My brain is spinning with all the reading I've been doing on this subject. Can you please explain to me why I couldn't grade within my separate size ranges by grading, for example, 3-6 with one particular grade rule and then taking then changing my grade rule for the next section? Would this not be taking the difference growth rates and such into account? I feel like there's probably a reason that I haven't quite grasped yet. Thanks so much.Grading women's clothing is different from grading children's clothing. Women's clothing is graded with either a 1 1/2" or 2" grade between the sizes. This grade rule refers to the change in circumference measurements between the sizes. There is a lot of criticism for this grade rule because it appears to not have a connection to actual body measurements. That assumption is not strictly true, but it is true this practice is a convenience for the industry. It is too difficult to mass produce clothing and create a custom fit for an individual woman. This grading convention has historically proven to fit the most women in the most efficient way.
Men's clothing has many more sizes. These sizes are given size names that correspond to actual body measurements such as waist, pant leg inseam, or neck and sleeve. The circumference difference is usually 1 inch but it may be 2 inches for larger sizes.
Children's clothing is different. Children grow exponentially from birth. Their growth makes it difficult to group children into size groups, but over 70 years ago a measurement study managed to give us enough measurement data to do just that. That measurement data shows that the change between children's sizes is not even. This is true regardless of how sizes are arranged or named. The circumference measurement difference may range between 1/2" to 1" or more. There are similar irregularities in length grades. Children's clothing brands interpret measurements in their own way, so you will see variation in the marketplace.
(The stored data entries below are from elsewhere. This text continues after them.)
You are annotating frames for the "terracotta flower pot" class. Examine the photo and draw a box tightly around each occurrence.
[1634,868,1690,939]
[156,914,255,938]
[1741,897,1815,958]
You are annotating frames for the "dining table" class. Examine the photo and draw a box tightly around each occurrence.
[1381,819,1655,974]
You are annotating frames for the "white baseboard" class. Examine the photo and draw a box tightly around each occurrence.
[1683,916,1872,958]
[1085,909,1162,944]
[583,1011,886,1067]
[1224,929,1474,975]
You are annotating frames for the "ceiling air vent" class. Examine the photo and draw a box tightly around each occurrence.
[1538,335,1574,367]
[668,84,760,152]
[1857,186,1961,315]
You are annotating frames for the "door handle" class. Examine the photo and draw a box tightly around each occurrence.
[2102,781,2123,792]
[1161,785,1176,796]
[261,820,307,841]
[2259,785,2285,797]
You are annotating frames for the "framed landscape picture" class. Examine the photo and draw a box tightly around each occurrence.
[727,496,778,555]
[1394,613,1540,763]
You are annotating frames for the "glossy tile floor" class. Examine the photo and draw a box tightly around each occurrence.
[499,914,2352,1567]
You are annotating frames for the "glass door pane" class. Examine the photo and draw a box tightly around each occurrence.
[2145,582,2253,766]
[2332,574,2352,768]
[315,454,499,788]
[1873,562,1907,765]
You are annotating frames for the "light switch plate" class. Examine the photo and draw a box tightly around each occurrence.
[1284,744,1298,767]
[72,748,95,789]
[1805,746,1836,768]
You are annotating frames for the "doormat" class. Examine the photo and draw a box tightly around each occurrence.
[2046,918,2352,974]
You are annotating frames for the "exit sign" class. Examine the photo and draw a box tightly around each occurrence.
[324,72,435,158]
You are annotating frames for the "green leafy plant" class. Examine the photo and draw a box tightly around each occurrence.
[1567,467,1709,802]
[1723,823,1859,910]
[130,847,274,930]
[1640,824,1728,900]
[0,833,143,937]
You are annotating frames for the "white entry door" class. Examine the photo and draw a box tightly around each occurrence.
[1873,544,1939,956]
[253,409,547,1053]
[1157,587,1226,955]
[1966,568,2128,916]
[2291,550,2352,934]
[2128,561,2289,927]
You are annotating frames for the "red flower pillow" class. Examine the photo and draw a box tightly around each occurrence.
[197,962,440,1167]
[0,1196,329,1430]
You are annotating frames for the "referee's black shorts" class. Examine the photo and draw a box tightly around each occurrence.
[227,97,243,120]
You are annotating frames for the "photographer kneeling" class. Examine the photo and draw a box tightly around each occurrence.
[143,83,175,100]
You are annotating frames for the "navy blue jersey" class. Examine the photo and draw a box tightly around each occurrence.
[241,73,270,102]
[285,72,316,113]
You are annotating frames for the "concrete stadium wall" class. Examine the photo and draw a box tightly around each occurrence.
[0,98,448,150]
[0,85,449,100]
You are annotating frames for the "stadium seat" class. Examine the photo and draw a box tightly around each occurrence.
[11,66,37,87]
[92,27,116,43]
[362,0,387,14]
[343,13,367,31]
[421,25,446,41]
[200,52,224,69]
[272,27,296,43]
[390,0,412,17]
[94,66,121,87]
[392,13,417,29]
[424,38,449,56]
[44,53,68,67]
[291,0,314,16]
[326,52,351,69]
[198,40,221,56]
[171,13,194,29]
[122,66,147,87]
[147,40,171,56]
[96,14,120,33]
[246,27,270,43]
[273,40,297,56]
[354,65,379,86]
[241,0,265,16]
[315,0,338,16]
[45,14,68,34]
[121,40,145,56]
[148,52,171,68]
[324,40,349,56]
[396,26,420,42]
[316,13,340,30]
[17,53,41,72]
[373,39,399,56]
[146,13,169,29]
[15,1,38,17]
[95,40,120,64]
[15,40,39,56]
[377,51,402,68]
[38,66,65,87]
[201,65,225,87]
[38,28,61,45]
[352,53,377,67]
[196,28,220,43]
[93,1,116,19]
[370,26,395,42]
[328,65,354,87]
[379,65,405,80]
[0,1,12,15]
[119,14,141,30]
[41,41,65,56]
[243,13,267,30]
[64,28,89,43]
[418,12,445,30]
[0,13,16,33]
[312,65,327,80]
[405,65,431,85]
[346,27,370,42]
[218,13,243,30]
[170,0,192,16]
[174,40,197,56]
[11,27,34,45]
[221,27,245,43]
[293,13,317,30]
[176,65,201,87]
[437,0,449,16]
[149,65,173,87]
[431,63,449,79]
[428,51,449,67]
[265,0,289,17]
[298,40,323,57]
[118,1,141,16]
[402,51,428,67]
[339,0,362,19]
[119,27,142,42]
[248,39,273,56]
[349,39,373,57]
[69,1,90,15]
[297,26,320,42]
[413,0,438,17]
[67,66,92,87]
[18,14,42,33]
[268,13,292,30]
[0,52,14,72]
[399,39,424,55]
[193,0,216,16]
Speaking to this particular question. If you group your children's sizes so they are called 0-3M, 3-6M, 6-9M, etc., your grade rule will still vary between the sizes. But there will be no grade change between a 3M and a 6M in the size called 3-6M. When developing a grade rule for this kind of size system, I interpret the sizes like this:
0-3M = 3M
3-6M = 6M
6-9M = 9M
You can call your sizes whatever you choose, but for pattern making and grading you have to assign a meaning to that size. Interpreting sizes with a size label of 0-3M as a single size 3M is the easiest way to develop grade rules and it seems to work.